Was soll das jedenfalls sein, diese Männlichkeit? Manchmal scheint es, als wäre Männlichkeit einfach nur dadurch definiert, nicht so zu sein, wie Frauen (in einem sehr spezifischen Frauenbild) zu sein haben. Das heißt, alles was allocishetero Männer an Frauen interessiert, gilt es strikt zu vermeiden. Dazu gehört in Extremfällen auch, sich zu waschen. Ernsthaft.

Ich kann den Impuls schon verstehen, sich als Gegensatz zu etwas zu definieren. Das passiert uns allen schnell: Ich bin nicht so, also möchte ich, dass ihr auch seht, dass ich nicht so bin. Abgrenzung eben. Als transweibliche Person ist es mir unangenehm, mit Männern assoziiert zu werden.

Zur Aufrechterhaltung des Status quo "Männer sind das wichtige Geschlecht" ist es notwendig, Femininität abzuwerten. Ich glaube, dass "Feminine Männer" in dieser Hinsicht das Feindbild Nr.1 sind. Dieses drückt sich oft als Homophobie aus, natürlich (das ein Gutteil von Schwulen mit Femininität selbst nicht viel anfangen können, wird dabei vergessen), aber auch in Form von Transfeindlichkeit. Weil sehr viele Leute eben "trans Frau" = "Mann in Frauenkleidern" im Kopf haben, was kompletter Blödsinn ist, aber dadurch werden transweibliche Personen dann eben mit Schwulen assoziiert, und ein random Typ auf der Straße meint, dass ich schwul wäre, weil ich einen Rock trage.
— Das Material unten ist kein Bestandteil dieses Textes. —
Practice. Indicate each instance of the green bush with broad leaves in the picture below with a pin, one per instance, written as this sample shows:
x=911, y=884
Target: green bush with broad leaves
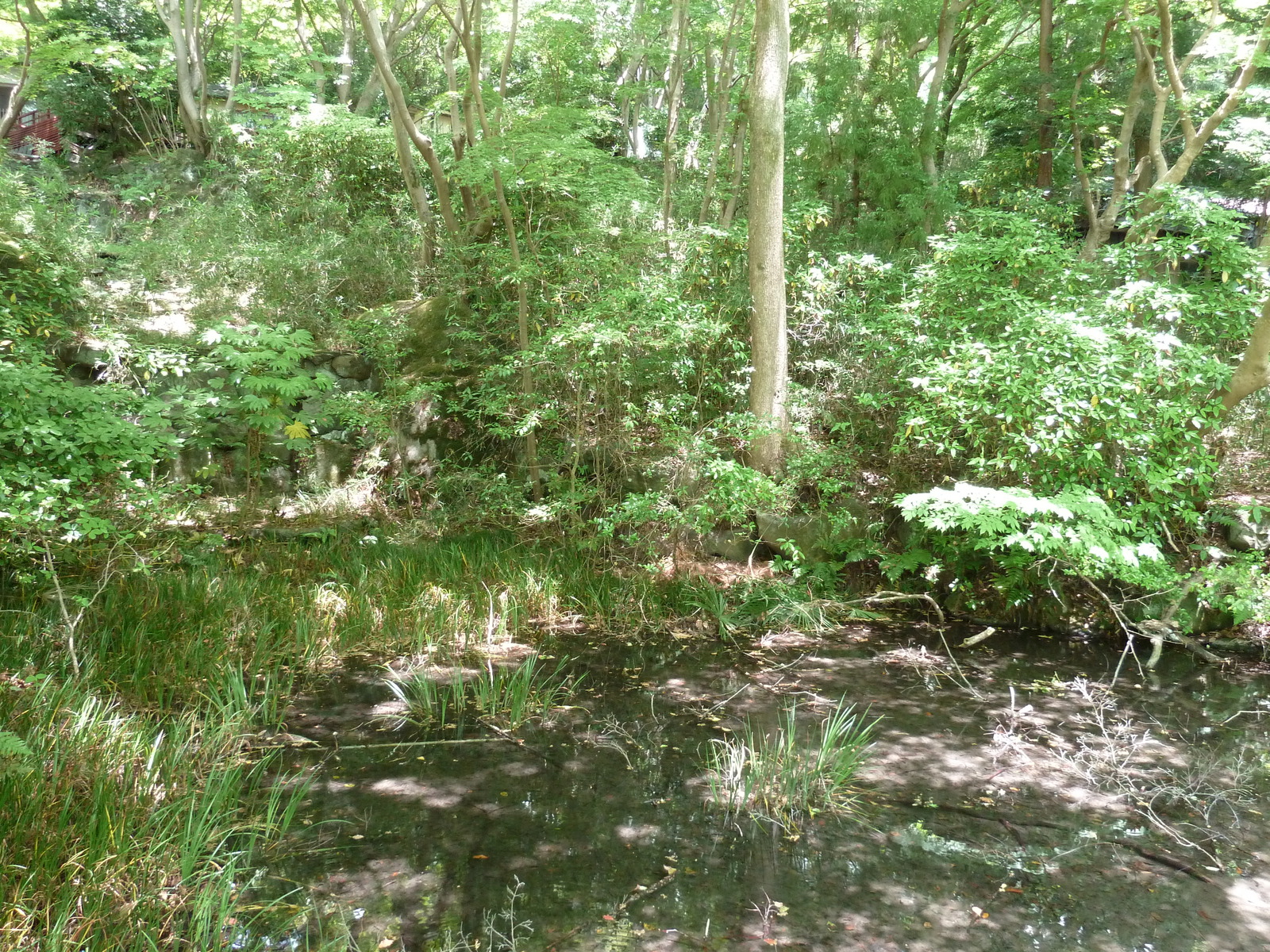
x=1018, y=537
x=75, y=463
Dass in Pride Events schwule Männer in Drag so präsent sind, macht die Sache nicht besser. Viele trans Personen haben deswegen auch schon eine starke Abneigung gegen Drag Queens allgemein entwickelt - verständlich, aber natürlich gab es historisch viel Verknüpfungspunkte, und eine strikte Trennung übersieht eben auch wieder, dass Geschlecht noch ein wenig komplexer sein kann. Außerdem gibt es auch Frauen, die sich als Drag Queen wohlfühlen, also im Sinne einer Ästhetik oder Gender Performance.

Wie dem auch sei. Ich weiß immer noch nicht so recht, was ich mit Männlichkeit anfangen soll, und warum ich für diese schämen soll. Ich begehe offenbar ein Verbrechen gegen die Männlichkeit, indem ich einen Rock trage. Aha.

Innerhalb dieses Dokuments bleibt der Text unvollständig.